Happiness for H: Once Upon A Christmas

(Let It Snow)

"Aunt Emily, it's snowing pretty hard." The young man squinted as he peered out the front window at the swirling white storm. "Aren't we getting close to that big hill by Spirit Mountain? You know, the one where you can see out over East Duluth and all the way to Canal Park?" Hearing the hesitancy in her passenger's voice, Emily tried her best to be reassuring.

"We're close Ray Jr. It's really a breathtaking view, especially at night." As the van toiled up the last steep grade before descending down into the foggy bottom of the city, Emily refused to acknowledge that the vehicle was making a new whine that hadn't been there before.

"Not much to see tonight. Better slow down a little," he added as they both watched the fading red taillights of the car in front of them slide to the right. Her muttered, 'You sound just like your Uncle Horatio,' was lost in the constant blast of heat turned on the front window. The minivan shuddered as a gust of wind hit it and Emily gripped the wheel harder, her knuckles white from the effort.

"Not much farther," Emily murmured, almost as much to reassure herself as her passengers. "We get to the bottom of the hill and we'll find a place to stay."

Ray's muttered response, "As long as it's not the bottom of the Lake," was not lost on Emily.

"Now that's just creepy," she said with a grimace. "If I look at you Ray Jr., and you have red hair and blue eyes, I'm probably going to start screaming." Before the young man could comment further, a thump sounded from the rear of the minivan and the vehicle began to slide as if in slow motion.

"Willow, have you talked to the Deputy today? Maybe I should call him myself," he added quietly, more to himself than for his sister's ears.

"No! No, no Horatio, that' really not necessary." Horatio thought he detected a note of panic in his sister's voice. He swung his chair around from his desk and stared out the floor to ceiling windows that made up several walls of his office.

"It's no trouble, Willow," he said stubbornly. "I'm sure the Deputy wouldn't mind filling me in on their ... investigation." Some of the smirk he had been unable to hide had filtered into his voice.

"Well, Horatio, that's the thing," Willow hesitated and he heard her take a deep breath. "The Sheriff got wind that Frank, Detective Tripp, had called Deputy Opterhoste. He bawled the Deputy out, then he came over here and tried to bawl Grandma E out and well, you can imagine how THAT ended."

"Indeed," Horatio said slowly, a smile curving his handsome mouth as a mental image of Emily's diminutive Grandma cussing out the blustery sheriff in the Lodge kitchen popped into his head.

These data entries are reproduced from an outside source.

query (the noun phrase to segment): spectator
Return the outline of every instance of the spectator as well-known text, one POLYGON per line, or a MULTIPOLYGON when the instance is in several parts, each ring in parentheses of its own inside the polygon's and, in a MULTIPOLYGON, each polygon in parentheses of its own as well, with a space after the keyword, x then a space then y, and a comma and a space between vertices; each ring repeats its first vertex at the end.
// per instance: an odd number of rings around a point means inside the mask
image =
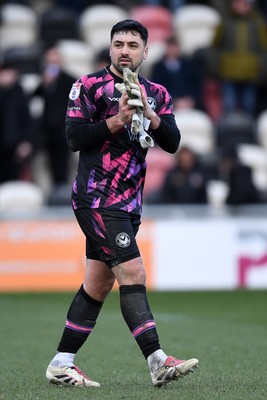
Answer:
POLYGON ((229 186, 227 204, 238 206, 260 202, 260 193, 253 182, 252 169, 240 163, 236 149, 228 149, 222 155, 218 163, 218 177, 229 186))
POLYGON ((0 182, 23 179, 32 152, 28 98, 19 84, 18 71, 3 62, 0 65, 0 182))
POLYGON ((44 112, 38 130, 41 131, 40 146, 46 150, 53 184, 68 182, 70 151, 65 140, 65 115, 68 97, 75 79, 63 71, 60 52, 49 47, 44 54, 42 82, 34 92, 44 100, 44 112))
POLYGON ((97 69, 105 68, 110 65, 110 50, 109 47, 104 47, 96 54, 97 69))
POLYGON ((258 0, 259 10, 263 13, 265 20, 267 21, 267 1, 258 0))
POLYGON ((191 4, 201 4, 222 9, 225 5, 225 0, 144 0, 144 4, 163 6, 175 12, 179 8, 191 4))
POLYGON ((151 195, 148 203, 207 203, 204 166, 189 147, 181 147, 176 154, 176 165, 167 173, 160 191, 151 195))
POLYGON ((166 7, 171 12, 175 12, 186 3, 186 0, 144 0, 144 4, 166 7))
POLYGON ((266 74, 267 25, 253 1, 231 0, 213 42, 222 80, 223 111, 255 115, 257 85, 266 74))
POLYGON ((166 41, 165 55, 153 66, 151 80, 168 89, 173 98, 174 110, 202 108, 199 68, 191 58, 181 55, 175 37, 166 41))
POLYGON ((200 4, 216 8, 218 11, 224 12, 229 0, 186 0, 186 5, 200 4))
MULTIPOLYGON (((266 65, 267 67, 267 65, 266 65)), ((261 85, 258 87, 258 93, 257 93, 257 107, 256 107, 256 118, 259 117, 259 115, 267 110, 267 75, 266 75, 266 81, 262 82, 261 85)))
MULTIPOLYGON (((74 11, 78 16, 83 12, 83 10, 88 7, 87 0, 54 0, 54 5, 58 8, 69 9, 74 11)), ((90 1, 90 5, 95 2, 90 1)))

"Yes, well now the Sheriff is handling it himself," Willow winced as Horatio didn't succeed in moving the phone far enough away to muffle his sudden swearing. Knowing her half-brother's reputation to go overboard when his family was in danger, perceived or real, she tried her best to minimize the danger. "He knows you'll be here at the end of the week, so of course he'll be all over the the lodge next door as well as here until then. I think we'll be pretty safe, Horatio. I feel better knowing that you and Detective Tripp know." The silence coming from her half brother's end of the phone was deafening.